Eindelijk bloemen op het graf van onze enige geniale idioot

september 2006

door Arjan Peters

Niets ten nadele van Leiden, dat altijd paraat heeft gestaan als er weer een Bilderdijk-herdenking aan zat te komen. Zo was het gisteren de 250ste geboortedag van onze grote romantische dichter (1756-1831), en daarom is er een bibliografie verschenen, en werd een tentoonstelling geopend. Zo hoort dat, in de stad waar de poëet zich in 1781 inschreef als rechtenstudent, en waar hij na tal van omzwervingen in 1817 terugkeerde om privé-colleges geschiedenis te geven.
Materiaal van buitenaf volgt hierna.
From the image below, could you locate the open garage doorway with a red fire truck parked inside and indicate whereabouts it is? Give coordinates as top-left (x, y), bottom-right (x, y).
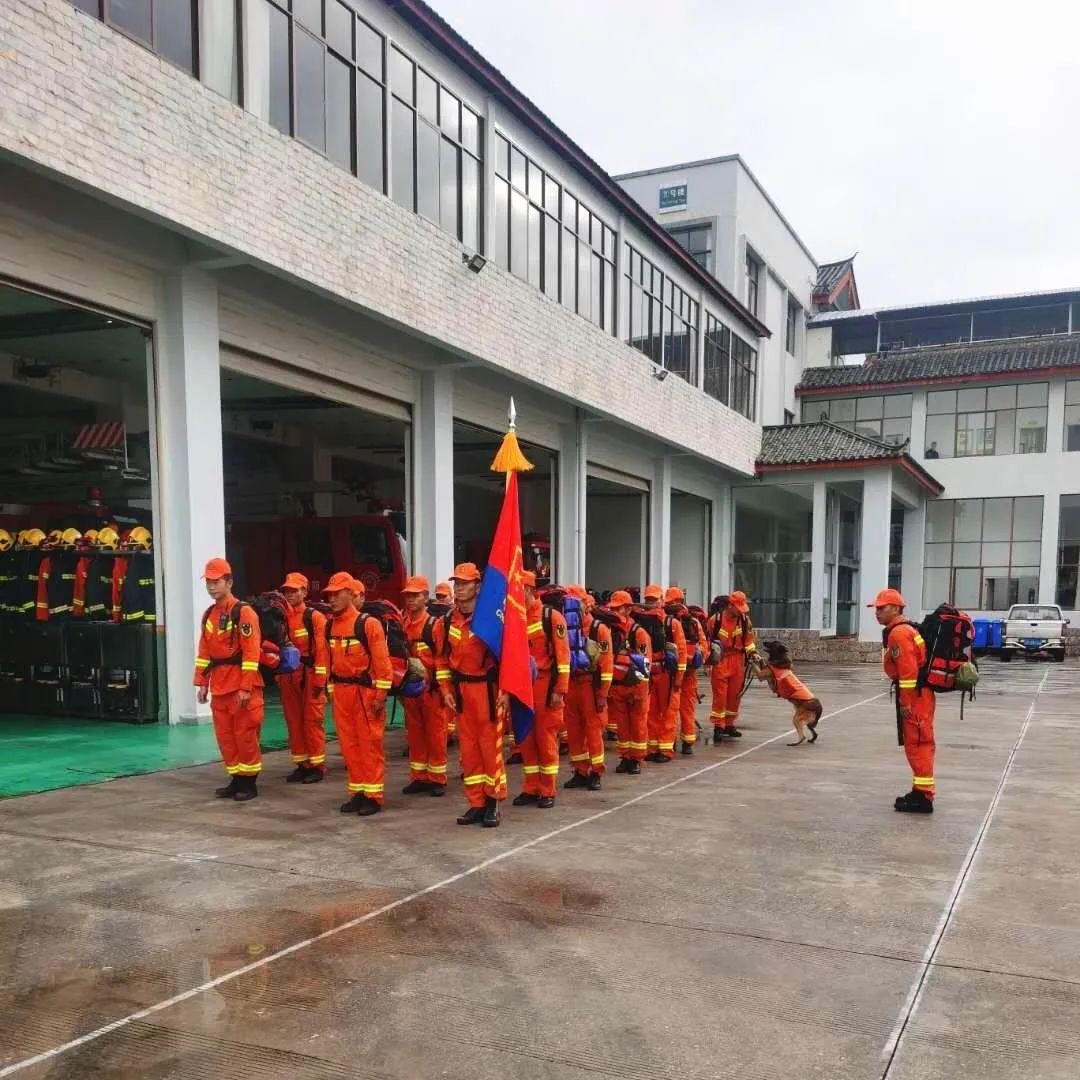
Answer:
top-left (221, 352), bottom-right (410, 603)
Natuurlijk is Leiden die eer gegund. Maar nu wil Haarlem ook. Want iedereen is vergeten, aldus Haarlems stadsdichter George Moormann, dat Bilderdijk de laatste vier jaar van zijn leven aldaar heeft doorgebracht, na de dood van zijn tweede vrouw hevig verlangend naar de dood, die hem op 18 december 1831 kwam halen. Dit jaar precies 175 jaar geleden.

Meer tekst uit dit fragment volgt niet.